A weir is basically an obstruction in an open channel flow path. Weirs are commonly used for measurement of open channel flow rate. A weir functions by causing water to rise above the obstruction in order to flow over it. The height of water above the obstruction correlates with the flow rate, so that measurement of the height of the flowing water above the top of the weir can be used to determine the flow rate through the use of an equation, graph or table. The top of the weir, which is used as the reference level for the height of water flowing over it, is called the crest of the weir. Weirs are typically classified as being either sharp-crested or broad-crested. This course is devoted to the more widely used sharp-crested weir. The major emphasis is on the calculations used for flow rate over various types of sharp-crested weirs. There is also information about guidelines for installation and use of sharp-crested weirs.

This course is intended for hydrologists, civil engineers, hydraulic engineers, highway engineers and environmental engineers. An attendee of this course will gain knowledge about calculations and installation & measurement guidelines for sharp-crested weirs as used to measure flow rate in open channels. Upon completing this course, the student will be prepared to study additional open channel flow measurement topics.

Learning Objectives

At the conclusion of this course, the student will

• Be familiar with standard terminology used in connection with sharp-crested weirs for open channel flow measurement.

• Be able to use the Kindsvater-Carter equation to calculate the flow rate over a suppressed rectangular weir for given head over the weir and weir dimensions.

• Be able to use the Kindsvater-Carter equation to calculate the flow rate over a contracted rectangular weir for given head over the weir and weir dimensions.

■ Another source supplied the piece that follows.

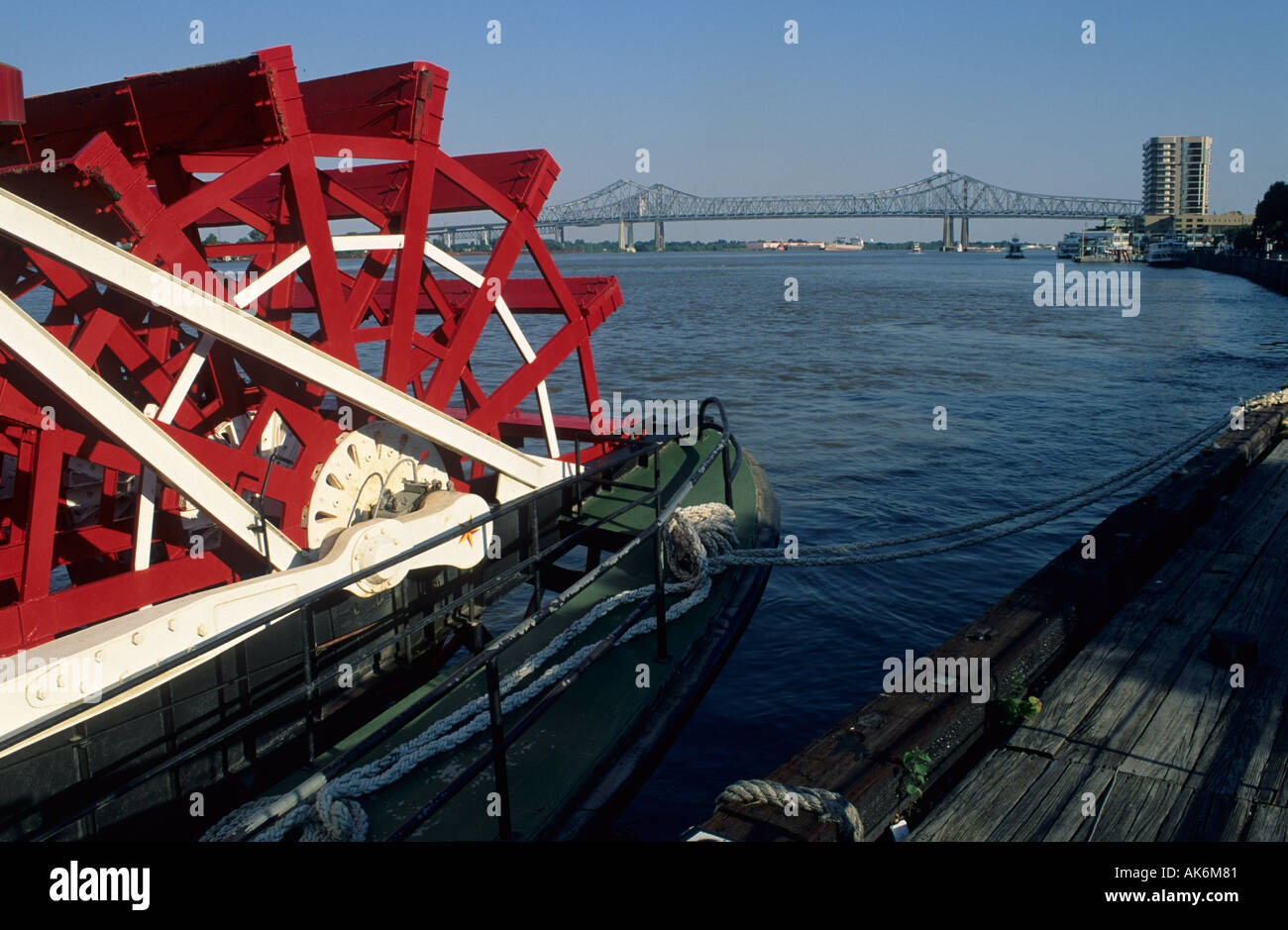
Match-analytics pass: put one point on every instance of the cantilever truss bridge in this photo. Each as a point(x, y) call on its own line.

• Know the conditions required in order to use a simpler equation instead of the Kindsvater-Carter equation to calculate the flow rate over a suppressed rectangular weir and over a contracted rectangular weir for given head over the weir and weir dimensions.

• Know the conditions required in order to use the equation, Q = 2.49 H^2.48, to calculate the flow rate over a V-notch weir for given head over the weir and weir dimensions.

• Be able to use the Kindsvater-Carter equation to calculate the flow rate over a V-notch weir for notch angles other than 90^o, given head over the weir and weir dimensions..

• Be familiar with installation and use guidelines for sharp-crested weirs for open channel flow measurement.